Verse 26
26. And after my skin That is, when my skin is no more. “After” can only be a preposition (See Hirtzel in loc.) If, as some prefer, it be read adverbially, we shall have, And after they have thus destroyed my skin. But there are greater difficulties in this than in the reading of the Authorized Version.
Destroy this So many and varied are the agencies that destroy the body that they are not enumerated. The Orientals, however, were of the opinion that worms were the principal cause of its destruction. They say according to Roberts that the life is first destroyed by them and afterwards the body. The word נקפ , in the Piel rendered destroy, in the Arabic ( nakafa) signifies to smash or crush the head. It is one of the most powerful words in the Semitic languages to express complete destruction.
This Though not expressed, the allusion is evidently to the body.
Yet “Yet” ( ו ) is adversative. (See Nordheimer, 2:294.)
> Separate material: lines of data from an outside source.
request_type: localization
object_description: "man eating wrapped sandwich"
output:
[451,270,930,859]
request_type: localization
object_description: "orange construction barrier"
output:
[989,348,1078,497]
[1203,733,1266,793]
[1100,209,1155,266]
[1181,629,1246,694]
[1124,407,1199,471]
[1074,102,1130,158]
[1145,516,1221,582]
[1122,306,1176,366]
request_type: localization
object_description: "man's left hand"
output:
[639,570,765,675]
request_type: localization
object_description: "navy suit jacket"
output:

In my flesh From my flesh. The word min, from, is supposed by some to mean without; apart from, and is thus given by Conant, Zockler in Lange, Ewald, etc. But Pusey and Perowne are right when they say that מן can no more, of itself, mean “without” than our word “from.” At the same time, the grammatical construction justifies the sense of in. Thus Rosenmuller, Kosegarten, Welte, Clarke, Carey, Noyes, Wordsworth, etc.: also the Vulgate, the Targum, (Walton’s rendering,) etc. The use of the word min, from, in the sense of in, is by no means alien to the Hebrew. This is especially the case in connexion with verbs of speaking, hearing, seeing, etc. The place from which the observer looks is invariably connected with the verb by the word from. A like remark holds good of the other senses. (GESENIUS, Thesaurus, p. 804.) Thus Sol. Song, (Song of Solomon 2:9,) “he looketh forth at,” (literally, from,) “the windows.” Comp. 2 Chronicles 6:21. Eastward, i.e., in the east, (Genesis 2:8,) is literally from the east. Besides, Job freely uses at least five other prepositions to express without, either one of which would have been better to convey the idea of without than the min before us. For instance, (Hebrew text,) Job 4:11; Job 4:20-21; Job 6:6; Job 7:6; Job 8:11; Job 24:7; Job 24:10; Job 30:8; Job 30:28; Job 31:19; Job 31:39; Job 33:9; Job 34:6; Job 34:20; Job 38:2; Job 38:41; Job 39:16; Job 41:33. Thrice, indeed, elsewhere in Job, min occurs in a privative sense, (Job 3:19; Job 11:15; Job 21:9,) which, however, can hardly be regarded as parallel cases. If Job speaks of beholding God with his bodily eyes after that body has been destroyed, it must be from a new body. The subsequent beholding of God with his eyes, (“ mine eyes,”) identifies it with the body he then had, the body to which he had before pointed with the deictic this. The unbiased interpretation of this passage discloses substantially the elements of the doctrine of the resurrection, even though their full meaning may have been hidden from Job. See Excursus V.